When meeting strangers processes of projection and identification define how we are witness to each other. In networks online, fewer cues for interaction are available than in physical reality. This opens up a space for projection that may hardly match desired off line physical interaction at all. Interacting with ‘intimate strangers’ is a new experience for human kind and inspires a possible new communication paradigm.
In media and in networks, large groups of people identify easily with people and situations. Dynamics of mass psychology as we know for many centuries, for better and worse, are fuelled with thousands of ‘likes’. Truth is no longer at stake; feelings take over. History has shown that such dynamics can be very detrimental for individual human beings, minorities and for larger groups of people as well. Careful deliberation, inspired by shared ref lection, results in negotiation of trust and truth. Facts matter, and include feelings as well.
Self-witnessing is core
When operating in the global network environment, self-witnessing is a necessity for preserving one’s own well-being as well as for the capacity to communicate with others. Reflection on one’s own ideas, actions, feelings and culture in relation to others inform the balance individuals need to maintain. In real life this is already not an easy process as children have to learn. In network environments this is a greater challenge. Also reflection includes daring to hesitate whereas in the digital world everything is ‘on/ off’. At the same time in networks, third witnessing perspectives contribute to the sense of self. Social networks function as mirrors in which we try to look good. If we smile, the network smiles.

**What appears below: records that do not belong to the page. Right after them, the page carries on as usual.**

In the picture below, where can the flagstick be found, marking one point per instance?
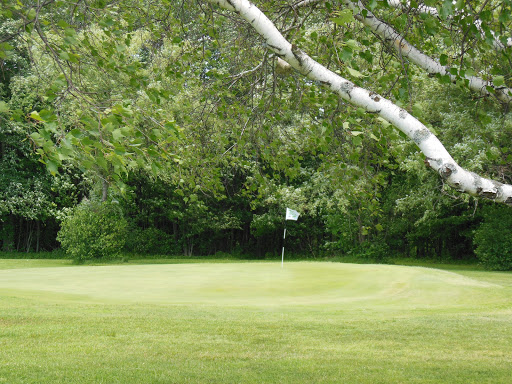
(284, 237)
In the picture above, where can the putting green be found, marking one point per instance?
(259, 284)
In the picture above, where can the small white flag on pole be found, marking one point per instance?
(291, 214)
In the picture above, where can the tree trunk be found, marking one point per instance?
(437, 157)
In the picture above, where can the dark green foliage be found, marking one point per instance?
(493, 238)
(94, 230)
(152, 241)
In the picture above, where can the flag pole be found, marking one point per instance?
(282, 253)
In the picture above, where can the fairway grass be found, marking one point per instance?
(253, 323)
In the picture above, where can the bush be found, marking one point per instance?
(152, 241)
(493, 238)
(94, 230)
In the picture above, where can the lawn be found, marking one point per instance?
(309, 322)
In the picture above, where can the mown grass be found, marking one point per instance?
(252, 323)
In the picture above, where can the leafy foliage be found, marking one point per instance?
(93, 230)
(493, 239)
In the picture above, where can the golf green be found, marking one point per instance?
(261, 284)
(252, 322)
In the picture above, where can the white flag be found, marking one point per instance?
(291, 214)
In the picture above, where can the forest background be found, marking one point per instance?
(166, 128)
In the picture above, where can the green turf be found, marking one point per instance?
(252, 323)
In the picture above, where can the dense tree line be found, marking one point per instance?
(186, 122)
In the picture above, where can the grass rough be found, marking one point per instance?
(252, 323)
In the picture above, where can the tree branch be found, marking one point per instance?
(437, 157)
(476, 84)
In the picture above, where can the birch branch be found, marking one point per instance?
(476, 84)
(437, 157)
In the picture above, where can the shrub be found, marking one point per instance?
(493, 238)
(151, 241)
(94, 230)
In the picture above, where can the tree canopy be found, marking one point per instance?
(230, 107)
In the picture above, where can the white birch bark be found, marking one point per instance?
(423, 61)
(437, 157)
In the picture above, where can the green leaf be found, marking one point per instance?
(354, 72)
(498, 81)
(52, 166)
(35, 115)
(117, 134)
(344, 17)
(4, 107)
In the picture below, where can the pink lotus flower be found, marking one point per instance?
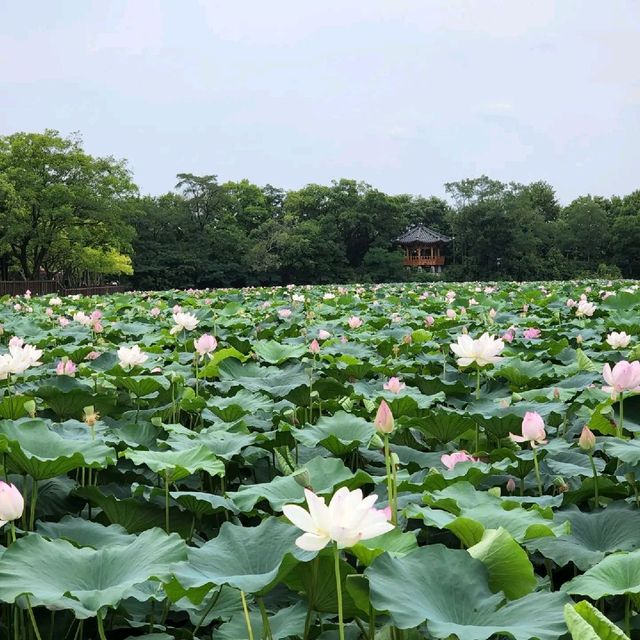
(11, 503)
(394, 385)
(625, 376)
(384, 422)
(532, 430)
(451, 460)
(205, 345)
(618, 340)
(66, 368)
(346, 520)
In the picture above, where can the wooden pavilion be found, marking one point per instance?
(423, 247)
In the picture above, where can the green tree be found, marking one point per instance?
(56, 199)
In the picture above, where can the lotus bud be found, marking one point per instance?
(30, 408)
(90, 416)
(587, 440)
(302, 477)
(384, 422)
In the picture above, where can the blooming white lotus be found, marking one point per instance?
(131, 356)
(483, 351)
(183, 322)
(346, 520)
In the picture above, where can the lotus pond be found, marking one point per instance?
(320, 462)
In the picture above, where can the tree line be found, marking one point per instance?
(67, 215)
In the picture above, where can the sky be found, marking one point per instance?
(403, 94)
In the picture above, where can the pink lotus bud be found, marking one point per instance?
(587, 440)
(66, 368)
(11, 503)
(394, 385)
(384, 422)
(205, 344)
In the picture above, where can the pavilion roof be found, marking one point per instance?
(420, 233)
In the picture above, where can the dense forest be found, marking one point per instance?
(65, 214)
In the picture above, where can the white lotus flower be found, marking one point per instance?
(482, 351)
(347, 519)
(184, 322)
(131, 356)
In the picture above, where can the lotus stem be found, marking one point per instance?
(621, 421)
(336, 557)
(101, 627)
(627, 614)
(166, 501)
(537, 469)
(595, 478)
(34, 624)
(266, 626)
(34, 499)
(247, 620)
(390, 478)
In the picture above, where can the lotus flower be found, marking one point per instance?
(394, 385)
(183, 322)
(451, 460)
(66, 368)
(618, 340)
(625, 376)
(482, 351)
(131, 356)
(346, 520)
(585, 308)
(532, 430)
(205, 345)
(11, 503)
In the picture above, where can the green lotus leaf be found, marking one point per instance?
(276, 353)
(326, 475)
(593, 535)
(585, 622)
(58, 574)
(339, 433)
(247, 558)
(507, 563)
(617, 574)
(450, 592)
(178, 464)
(36, 449)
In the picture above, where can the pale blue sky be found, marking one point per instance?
(405, 94)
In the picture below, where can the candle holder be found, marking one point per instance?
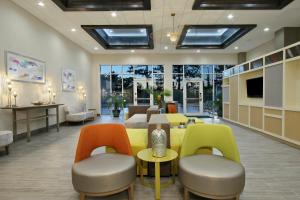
(9, 88)
(15, 97)
(53, 97)
(49, 93)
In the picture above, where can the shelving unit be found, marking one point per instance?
(276, 114)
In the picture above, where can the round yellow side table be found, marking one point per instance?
(146, 155)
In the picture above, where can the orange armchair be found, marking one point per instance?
(94, 136)
(91, 173)
(171, 108)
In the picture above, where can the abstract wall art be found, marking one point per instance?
(26, 69)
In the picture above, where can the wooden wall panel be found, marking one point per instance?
(244, 115)
(233, 83)
(292, 125)
(273, 112)
(226, 111)
(273, 125)
(256, 117)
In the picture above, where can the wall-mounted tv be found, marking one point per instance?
(255, 87)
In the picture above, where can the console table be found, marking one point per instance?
(28, 118)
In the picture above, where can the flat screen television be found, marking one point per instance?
(255, 87)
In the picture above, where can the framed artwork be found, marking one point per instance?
(25, 69)
(68, 80)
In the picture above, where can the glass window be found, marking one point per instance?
(178, 91)
(116, 69)
(143, 71)
(177, 68)
(207, 69)
(207, 92)
(128, 88)
(192, 71)
(158, 69)
(218, 68)
(116, 83)
(105, 69)
(105, 92)
(128, 69)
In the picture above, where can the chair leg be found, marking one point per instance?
(7, 149)
(131, 192)
(82, 196)
(186, 194)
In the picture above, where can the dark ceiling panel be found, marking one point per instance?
(103, 5)
(211, 36)
(240, 4)
(122, 36)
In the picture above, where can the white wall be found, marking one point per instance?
(261, 50)
(165, 59)
(24, 34)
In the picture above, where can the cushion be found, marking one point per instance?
(212, 175)
(103, 173)
(6, 138)
(137, 121)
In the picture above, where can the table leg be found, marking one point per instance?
(47, 119)
(14, 118)
(57, 118)
(157, 180)
(28, 126)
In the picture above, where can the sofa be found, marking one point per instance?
(78, 114)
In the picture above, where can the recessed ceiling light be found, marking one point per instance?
(41, 3)
(113, 14)
(230, 16)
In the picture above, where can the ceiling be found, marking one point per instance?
(160, 18)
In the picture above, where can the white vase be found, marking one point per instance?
(159, 142)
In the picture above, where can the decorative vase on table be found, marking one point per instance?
(159, 142)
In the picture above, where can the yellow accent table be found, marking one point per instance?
(146, 155)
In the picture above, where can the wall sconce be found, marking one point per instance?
(53, 97)
(9, 89)
(15, 97)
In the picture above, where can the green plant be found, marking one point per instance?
(218, 104)
(159, 95)
(116, 101)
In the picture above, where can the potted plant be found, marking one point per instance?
(159, 95)
(117, 102)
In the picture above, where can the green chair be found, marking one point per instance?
(211, 176)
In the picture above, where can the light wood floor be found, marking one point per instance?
(40, 170)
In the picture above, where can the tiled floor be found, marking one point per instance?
(40, 170)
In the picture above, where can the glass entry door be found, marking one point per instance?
(193, 97)
(141, 94)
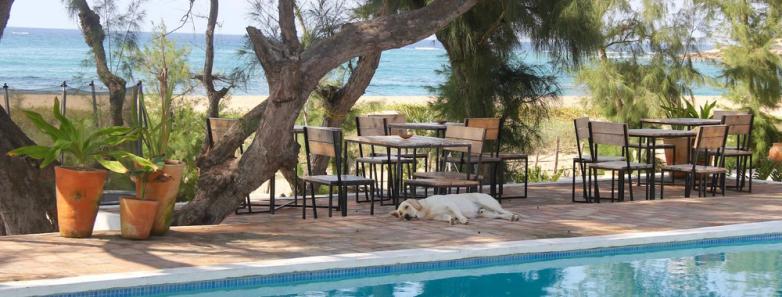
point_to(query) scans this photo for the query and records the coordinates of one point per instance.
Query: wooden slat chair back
(718, 114)
(217, 128)
(711, 138)
(475, 135)
(605, 133)
(738, 124)
(582, 128)
(492, 126)
(392, 119)
(322, 141)
(608, 133)
(371, 126)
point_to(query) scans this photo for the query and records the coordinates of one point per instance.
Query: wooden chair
(709, 149)
(376, 126)
(493, 127)
(327, 142)
(740, 129)
(584, 158)
(613, 134)
(445, 181)
(216, 129)
(395, 119)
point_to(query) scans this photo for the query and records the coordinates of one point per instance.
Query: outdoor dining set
(705, 144)
(384, 162)
(390, 163)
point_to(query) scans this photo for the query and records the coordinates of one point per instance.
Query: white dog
(453, 208)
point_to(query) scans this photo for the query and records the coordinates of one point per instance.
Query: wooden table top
(416, 141)
(691, 122)
(423, 126)
(650, 132)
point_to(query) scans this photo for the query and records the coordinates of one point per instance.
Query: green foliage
(653, 69)
(752, 72)
(486, 78)
(767, 168)
(164, 66)
(537, 174)
(84, 148)
(704, 111)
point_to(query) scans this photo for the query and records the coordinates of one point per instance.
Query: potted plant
(165, 62)
(78, 183)
(688, 111)
(138, 213)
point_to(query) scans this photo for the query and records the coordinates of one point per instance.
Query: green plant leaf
(114, 166)
(40, 123)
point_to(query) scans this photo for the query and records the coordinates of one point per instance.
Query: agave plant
(688, 111)
(84, 146)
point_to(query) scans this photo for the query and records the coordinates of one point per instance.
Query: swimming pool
(733, 266)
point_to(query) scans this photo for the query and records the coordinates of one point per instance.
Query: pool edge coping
(377, 258)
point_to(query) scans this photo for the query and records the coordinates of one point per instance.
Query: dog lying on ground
(456, 208)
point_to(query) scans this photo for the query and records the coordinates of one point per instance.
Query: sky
(52, 14)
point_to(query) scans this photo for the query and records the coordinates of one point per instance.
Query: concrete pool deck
(548, 213)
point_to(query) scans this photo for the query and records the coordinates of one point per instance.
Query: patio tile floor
(548, 213)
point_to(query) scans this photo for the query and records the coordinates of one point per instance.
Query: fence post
(64, 97)
(556, 157)
(7, 100)
(139, 105)
(94, 105)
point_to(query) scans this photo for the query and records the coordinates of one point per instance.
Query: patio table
(398, 144)
(684, 122)
(437, 127)
(651, 135)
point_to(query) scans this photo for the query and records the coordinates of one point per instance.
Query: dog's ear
(395, 213)
(415, 204)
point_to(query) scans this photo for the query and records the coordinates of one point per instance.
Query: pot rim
(81, 169)
(137, 199)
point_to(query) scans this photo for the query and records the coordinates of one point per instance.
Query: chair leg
(573, 185)
(304, 202)
(630, 180)
(331, 200)
(597, 187)
(314, 206)
(621, 188)
(612, 184)
(749, 168)
(371, 198)
(662, 183)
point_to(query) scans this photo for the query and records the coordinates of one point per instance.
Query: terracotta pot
(78, 197)
(775, 154)
(136, 217)
(164, 191)
(681, 153)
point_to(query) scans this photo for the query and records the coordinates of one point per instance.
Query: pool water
(744, 270)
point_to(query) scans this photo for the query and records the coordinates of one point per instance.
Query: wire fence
(82, 104)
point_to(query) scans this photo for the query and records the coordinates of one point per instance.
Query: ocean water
(746, 270)
(44, 58)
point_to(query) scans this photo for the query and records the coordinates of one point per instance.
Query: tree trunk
(207, 78)
(293, 73)
(340, 102)
(94, 36)
(27, 204)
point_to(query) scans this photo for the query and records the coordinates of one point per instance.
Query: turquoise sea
(44, 58)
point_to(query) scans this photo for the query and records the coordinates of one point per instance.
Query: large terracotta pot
(163, 186)
(136, 217)
(681, 153)
(78, 194)
(775, 154)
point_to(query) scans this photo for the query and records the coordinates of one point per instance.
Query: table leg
(653, 163)
(399, 178)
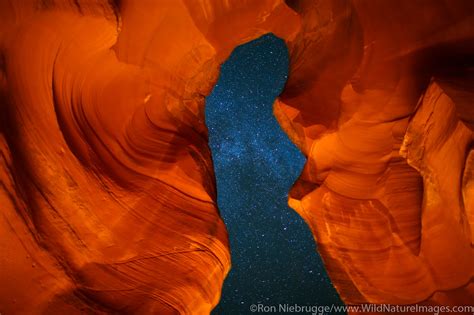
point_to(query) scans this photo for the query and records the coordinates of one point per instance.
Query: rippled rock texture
(107, 191)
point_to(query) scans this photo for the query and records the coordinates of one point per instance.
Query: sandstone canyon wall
(107, 191)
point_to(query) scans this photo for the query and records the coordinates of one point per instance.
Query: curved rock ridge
(107, 188)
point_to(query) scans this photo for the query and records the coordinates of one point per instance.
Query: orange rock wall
(107, 189)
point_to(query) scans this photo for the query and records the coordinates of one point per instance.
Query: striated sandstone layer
(107, 191)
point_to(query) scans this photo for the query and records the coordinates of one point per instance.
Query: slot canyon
(108, 189)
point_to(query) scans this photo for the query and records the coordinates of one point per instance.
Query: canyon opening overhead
(108, 188)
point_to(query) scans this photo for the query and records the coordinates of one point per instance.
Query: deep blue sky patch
(274, 259)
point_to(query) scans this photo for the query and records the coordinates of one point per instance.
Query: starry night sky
(273, 252)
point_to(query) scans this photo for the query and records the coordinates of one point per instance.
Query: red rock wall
(107, 189)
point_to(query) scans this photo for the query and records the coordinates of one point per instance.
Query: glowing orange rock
(107, 189)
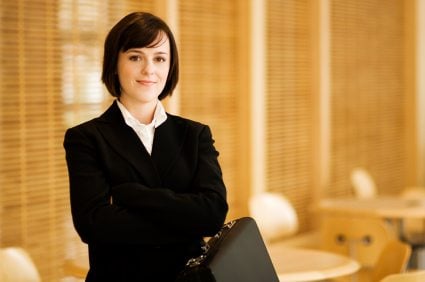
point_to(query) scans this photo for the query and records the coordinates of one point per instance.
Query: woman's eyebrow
(135, 50)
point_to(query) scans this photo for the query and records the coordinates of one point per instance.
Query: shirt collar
(160, 116)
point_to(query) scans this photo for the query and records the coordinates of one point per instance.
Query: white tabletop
(392, 207)
(299, 264)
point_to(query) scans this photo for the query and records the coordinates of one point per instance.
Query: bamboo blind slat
(289, 105)
(368, 124)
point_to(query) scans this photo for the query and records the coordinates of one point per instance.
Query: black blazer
(143, 215)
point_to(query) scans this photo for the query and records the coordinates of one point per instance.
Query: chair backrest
(275, 216)
(363, 184)
(392, 259)
(360, 238)
(17, 266)
(414, 276)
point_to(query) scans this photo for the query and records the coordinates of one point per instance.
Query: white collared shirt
(144, 131)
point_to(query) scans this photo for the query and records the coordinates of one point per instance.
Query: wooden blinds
(289, 106)
(368, 93)
(51, 54)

We easily adopt images into our own construction of self. Self-witnessing should include the taking of responsibility for one’s words and deeds. Having an autonomous self that decides to be witness, is a condition for being able to be witness. In this decision process, one needs to be able to deconstruct the reality around. Imagination is fundamental to this capacity. Even though networks are full of imagery, deconstructing media and network noise, is not an easy task. Can we see the river when we swim in it?
The network consists of many individual contributions, but a single contribution bears fewer and fewer significance. This poses fundamental questions about the relation to self in network environments. Possibly it is not so much the relation to others that changes profoundly, but in the first place the relation to our selves that is undergoing deep change. Participatory systems have to address and facilitate the process of self-witnessing. In this process of being witness to one’s self, the self has importance, is significant and is fundamental to any witnessed participation.